Эта ночь была ночь страсти, ночь ласк, ночь любви. Эта ночь была предельной чертой, когда с звездных деревьев на небе падают вниз золотые яблоки.
Ночь любящего и влюбленной, снова любящей. Встреча душ во встрече двух тел.
И когда молодая любимая задыхалась от счастья, она лепетала прерывающимся голосом: «Мой Ваня! Любимый!» Но в крайний острый миг пьянящего восторга, последнего, когда к лицу ее льнуло лицо ее желанного и два беспредельно были одно, в душе ее призрачно пронеслось, как шелест плакучей березы: «Зигмунт!
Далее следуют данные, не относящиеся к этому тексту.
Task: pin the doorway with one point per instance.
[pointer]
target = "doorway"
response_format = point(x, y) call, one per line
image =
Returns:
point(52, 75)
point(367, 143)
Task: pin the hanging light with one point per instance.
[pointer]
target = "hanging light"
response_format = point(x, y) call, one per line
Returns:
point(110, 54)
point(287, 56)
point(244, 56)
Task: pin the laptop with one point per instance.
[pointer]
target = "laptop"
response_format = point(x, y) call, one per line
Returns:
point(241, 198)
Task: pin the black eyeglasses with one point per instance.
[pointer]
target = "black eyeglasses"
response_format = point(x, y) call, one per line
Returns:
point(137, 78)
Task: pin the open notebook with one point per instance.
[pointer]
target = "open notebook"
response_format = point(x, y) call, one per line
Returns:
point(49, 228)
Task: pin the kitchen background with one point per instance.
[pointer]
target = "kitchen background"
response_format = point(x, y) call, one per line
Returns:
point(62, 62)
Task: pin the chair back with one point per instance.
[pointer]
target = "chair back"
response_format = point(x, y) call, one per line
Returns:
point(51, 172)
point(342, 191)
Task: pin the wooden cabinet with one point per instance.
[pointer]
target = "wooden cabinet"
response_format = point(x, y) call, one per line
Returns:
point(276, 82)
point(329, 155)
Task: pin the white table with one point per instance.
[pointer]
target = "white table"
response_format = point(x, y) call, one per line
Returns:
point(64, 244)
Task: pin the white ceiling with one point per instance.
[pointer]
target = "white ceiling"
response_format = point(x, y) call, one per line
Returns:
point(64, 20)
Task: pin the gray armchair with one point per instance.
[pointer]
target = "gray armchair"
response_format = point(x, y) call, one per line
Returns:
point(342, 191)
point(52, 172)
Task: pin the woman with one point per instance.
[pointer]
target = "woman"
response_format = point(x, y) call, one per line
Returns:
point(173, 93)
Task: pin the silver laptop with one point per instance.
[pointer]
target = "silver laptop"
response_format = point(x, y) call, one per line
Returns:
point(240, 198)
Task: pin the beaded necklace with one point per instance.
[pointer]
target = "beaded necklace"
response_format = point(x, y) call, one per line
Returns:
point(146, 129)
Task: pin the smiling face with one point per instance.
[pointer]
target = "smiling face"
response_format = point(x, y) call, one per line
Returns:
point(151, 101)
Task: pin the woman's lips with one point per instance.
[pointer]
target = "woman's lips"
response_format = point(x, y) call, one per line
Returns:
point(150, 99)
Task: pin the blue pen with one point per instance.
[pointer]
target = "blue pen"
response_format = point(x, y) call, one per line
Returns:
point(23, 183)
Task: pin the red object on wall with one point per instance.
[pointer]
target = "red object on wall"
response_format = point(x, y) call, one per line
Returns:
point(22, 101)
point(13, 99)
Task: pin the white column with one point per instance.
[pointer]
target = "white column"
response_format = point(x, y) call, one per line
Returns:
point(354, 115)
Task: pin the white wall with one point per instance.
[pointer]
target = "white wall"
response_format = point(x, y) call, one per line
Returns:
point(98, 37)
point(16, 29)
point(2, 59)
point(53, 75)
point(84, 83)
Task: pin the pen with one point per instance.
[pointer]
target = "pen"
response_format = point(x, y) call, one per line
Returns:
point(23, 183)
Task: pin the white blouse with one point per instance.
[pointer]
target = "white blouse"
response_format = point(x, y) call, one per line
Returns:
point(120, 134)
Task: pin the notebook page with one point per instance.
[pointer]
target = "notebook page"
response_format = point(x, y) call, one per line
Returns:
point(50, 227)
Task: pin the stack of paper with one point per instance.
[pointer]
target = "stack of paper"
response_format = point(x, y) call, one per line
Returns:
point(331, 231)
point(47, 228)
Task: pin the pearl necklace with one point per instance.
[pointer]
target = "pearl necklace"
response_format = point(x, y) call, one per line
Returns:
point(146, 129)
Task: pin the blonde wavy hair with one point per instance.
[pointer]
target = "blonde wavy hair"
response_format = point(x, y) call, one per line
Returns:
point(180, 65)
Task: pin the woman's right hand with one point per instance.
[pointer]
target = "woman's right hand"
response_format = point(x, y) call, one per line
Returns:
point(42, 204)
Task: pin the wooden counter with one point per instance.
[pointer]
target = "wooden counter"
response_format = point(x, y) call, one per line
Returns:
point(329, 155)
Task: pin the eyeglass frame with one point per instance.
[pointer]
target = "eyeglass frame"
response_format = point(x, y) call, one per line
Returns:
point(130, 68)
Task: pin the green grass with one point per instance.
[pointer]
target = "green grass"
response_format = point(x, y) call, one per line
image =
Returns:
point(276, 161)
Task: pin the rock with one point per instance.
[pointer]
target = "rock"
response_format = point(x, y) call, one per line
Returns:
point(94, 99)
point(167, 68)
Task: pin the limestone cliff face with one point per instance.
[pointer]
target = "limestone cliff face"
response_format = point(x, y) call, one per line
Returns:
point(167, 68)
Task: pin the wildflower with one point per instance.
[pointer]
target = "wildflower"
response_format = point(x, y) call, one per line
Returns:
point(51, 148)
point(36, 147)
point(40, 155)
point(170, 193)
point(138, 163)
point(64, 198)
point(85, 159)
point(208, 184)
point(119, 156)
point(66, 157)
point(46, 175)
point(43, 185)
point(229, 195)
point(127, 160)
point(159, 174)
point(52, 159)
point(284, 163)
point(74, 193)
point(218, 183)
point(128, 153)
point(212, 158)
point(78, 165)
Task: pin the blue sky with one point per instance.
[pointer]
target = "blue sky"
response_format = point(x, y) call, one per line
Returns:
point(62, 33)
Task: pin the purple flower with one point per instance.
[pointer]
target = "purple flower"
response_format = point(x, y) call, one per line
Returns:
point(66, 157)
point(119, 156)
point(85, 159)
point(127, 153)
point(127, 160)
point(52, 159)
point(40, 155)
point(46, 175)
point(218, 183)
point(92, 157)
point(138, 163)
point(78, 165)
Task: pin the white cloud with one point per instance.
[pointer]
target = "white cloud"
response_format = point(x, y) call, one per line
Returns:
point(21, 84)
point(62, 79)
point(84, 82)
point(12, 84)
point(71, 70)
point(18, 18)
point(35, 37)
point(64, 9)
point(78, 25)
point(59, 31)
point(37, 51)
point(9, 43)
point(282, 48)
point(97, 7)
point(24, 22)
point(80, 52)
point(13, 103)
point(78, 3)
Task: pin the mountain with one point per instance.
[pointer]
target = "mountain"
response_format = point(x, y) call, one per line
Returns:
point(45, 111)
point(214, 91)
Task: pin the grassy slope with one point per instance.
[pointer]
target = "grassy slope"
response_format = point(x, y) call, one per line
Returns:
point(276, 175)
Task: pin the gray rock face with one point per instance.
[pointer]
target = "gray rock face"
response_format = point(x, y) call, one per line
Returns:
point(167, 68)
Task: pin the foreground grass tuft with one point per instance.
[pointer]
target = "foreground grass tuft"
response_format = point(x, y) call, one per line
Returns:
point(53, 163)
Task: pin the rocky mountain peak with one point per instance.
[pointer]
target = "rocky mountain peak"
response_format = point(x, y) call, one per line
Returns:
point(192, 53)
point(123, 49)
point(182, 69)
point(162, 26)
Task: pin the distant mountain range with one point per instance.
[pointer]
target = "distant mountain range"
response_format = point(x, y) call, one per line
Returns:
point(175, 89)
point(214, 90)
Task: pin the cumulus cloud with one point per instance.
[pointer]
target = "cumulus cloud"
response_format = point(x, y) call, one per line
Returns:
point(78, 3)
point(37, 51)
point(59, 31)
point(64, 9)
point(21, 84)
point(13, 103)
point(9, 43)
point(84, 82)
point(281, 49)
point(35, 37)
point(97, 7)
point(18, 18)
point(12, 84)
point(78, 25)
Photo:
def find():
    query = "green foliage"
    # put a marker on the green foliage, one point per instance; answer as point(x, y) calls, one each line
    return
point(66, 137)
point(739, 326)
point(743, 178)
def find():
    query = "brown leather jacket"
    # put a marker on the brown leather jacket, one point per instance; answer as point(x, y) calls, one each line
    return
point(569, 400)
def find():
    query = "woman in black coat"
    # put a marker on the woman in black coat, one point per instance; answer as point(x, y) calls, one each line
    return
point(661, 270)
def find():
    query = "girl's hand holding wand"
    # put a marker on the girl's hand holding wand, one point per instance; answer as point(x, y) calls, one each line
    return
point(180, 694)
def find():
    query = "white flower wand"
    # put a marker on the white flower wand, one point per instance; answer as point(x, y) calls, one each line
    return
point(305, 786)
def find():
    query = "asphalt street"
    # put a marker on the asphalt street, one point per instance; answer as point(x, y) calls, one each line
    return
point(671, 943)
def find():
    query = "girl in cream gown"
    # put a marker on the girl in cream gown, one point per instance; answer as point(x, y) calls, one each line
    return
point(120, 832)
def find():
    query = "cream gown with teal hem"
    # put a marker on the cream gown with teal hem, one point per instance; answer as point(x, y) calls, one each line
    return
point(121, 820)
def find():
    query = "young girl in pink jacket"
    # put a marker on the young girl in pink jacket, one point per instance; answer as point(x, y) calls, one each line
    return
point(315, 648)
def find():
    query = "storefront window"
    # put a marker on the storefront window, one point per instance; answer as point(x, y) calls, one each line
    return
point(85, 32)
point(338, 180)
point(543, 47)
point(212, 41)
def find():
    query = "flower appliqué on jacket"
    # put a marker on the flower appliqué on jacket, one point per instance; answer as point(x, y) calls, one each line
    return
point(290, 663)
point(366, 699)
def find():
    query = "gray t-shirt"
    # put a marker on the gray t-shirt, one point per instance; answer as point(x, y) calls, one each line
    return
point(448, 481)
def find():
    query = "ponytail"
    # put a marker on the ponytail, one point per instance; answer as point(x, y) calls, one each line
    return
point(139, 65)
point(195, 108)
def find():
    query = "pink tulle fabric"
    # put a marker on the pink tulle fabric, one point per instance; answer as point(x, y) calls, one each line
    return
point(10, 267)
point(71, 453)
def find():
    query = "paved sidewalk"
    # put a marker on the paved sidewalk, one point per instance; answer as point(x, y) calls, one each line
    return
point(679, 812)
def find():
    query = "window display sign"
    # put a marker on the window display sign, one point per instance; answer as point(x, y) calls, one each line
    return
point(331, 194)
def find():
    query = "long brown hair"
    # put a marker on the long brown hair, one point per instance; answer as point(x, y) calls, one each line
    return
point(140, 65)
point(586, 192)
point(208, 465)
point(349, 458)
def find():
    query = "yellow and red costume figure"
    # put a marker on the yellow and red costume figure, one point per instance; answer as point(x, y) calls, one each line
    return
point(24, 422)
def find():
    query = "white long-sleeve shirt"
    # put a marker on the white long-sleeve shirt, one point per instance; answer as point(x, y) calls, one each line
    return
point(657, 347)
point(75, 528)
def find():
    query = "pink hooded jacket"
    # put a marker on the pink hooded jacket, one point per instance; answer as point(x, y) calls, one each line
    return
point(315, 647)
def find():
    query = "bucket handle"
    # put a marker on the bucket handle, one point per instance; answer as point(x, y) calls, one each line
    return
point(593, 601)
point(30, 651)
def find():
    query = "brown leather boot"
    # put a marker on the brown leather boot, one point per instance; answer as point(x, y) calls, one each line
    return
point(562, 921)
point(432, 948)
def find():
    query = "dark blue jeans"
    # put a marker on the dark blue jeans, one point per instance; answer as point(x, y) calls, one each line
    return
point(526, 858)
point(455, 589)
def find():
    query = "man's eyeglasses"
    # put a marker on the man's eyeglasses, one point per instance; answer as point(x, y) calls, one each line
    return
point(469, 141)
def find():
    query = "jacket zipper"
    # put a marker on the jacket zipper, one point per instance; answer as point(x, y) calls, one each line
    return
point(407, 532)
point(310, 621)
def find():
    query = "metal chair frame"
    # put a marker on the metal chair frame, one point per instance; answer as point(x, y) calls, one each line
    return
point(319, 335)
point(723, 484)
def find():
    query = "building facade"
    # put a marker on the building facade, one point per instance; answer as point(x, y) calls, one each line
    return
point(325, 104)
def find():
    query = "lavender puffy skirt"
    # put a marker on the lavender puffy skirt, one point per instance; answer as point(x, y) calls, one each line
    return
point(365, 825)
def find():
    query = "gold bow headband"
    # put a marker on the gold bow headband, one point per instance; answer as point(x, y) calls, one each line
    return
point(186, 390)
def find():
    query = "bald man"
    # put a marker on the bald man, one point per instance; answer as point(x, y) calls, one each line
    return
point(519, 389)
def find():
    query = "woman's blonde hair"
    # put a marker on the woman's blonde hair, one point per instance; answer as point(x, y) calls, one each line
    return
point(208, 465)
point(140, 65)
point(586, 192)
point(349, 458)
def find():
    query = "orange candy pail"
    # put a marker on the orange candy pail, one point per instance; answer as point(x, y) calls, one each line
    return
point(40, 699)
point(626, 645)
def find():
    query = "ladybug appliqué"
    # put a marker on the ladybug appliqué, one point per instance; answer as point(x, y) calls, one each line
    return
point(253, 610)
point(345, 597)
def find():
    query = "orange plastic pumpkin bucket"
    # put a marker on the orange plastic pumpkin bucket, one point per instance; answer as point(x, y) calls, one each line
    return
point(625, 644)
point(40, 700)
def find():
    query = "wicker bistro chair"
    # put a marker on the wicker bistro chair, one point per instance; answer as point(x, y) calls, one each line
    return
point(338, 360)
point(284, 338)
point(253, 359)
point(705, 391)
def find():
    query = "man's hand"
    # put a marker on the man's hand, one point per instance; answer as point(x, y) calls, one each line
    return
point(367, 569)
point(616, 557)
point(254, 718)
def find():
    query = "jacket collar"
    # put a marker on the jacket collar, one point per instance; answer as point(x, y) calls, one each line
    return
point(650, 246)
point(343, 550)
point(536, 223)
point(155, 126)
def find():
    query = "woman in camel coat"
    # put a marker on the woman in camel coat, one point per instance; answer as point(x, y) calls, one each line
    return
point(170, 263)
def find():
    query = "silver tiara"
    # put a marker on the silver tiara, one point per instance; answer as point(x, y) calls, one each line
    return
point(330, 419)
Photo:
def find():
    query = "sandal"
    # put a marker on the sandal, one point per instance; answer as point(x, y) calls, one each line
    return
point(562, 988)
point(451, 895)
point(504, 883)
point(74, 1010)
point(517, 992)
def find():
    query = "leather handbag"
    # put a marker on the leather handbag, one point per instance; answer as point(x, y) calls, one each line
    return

Зигмунт!» Всхлипнуло чуть явственно, пронеслось и потонуло в заглушаемом стоне полного блаженства. «Мой! Желанный».
Когда падают осенние звезды, они скользят одну секунду, две секунды и нет их больше. Но иногда звезда падучая катится, захватывая полнеба, и после нее еще теплится световая полоса. Но вот она погасла, и нет следа ее явления. А иногда – иногда совсем иначе. Падучая звезда пролетела, разорвавшись огромным огненным шаром, и кто-то где-то, потом, совсем случайно и победно, найдет обломок не нашего мира, знак небесных полетов и горений, кусок небесного железа, метеорит. И этот гость иных миров надолго останется с нами, привлекая любопытные взоры. А кто-нибудь с душой тоскующей подойдет к такому обломку, и душе его сразу станет хорошо от сознанья малости здешнего и правды иного, далекого, куда влечется каждая хотящая душа. И тоскующий уйдет от такого свиданья освеженный, ступая по земле, как по звезде.
Та ночь была ночью ниспаденья небесного знака. А когда блаженные уснули, на осеннем небе поднялось и стало ворожить косвенным узором троезвездье Ориона.
Это было давно-давно. Это было полстолетия тому назад.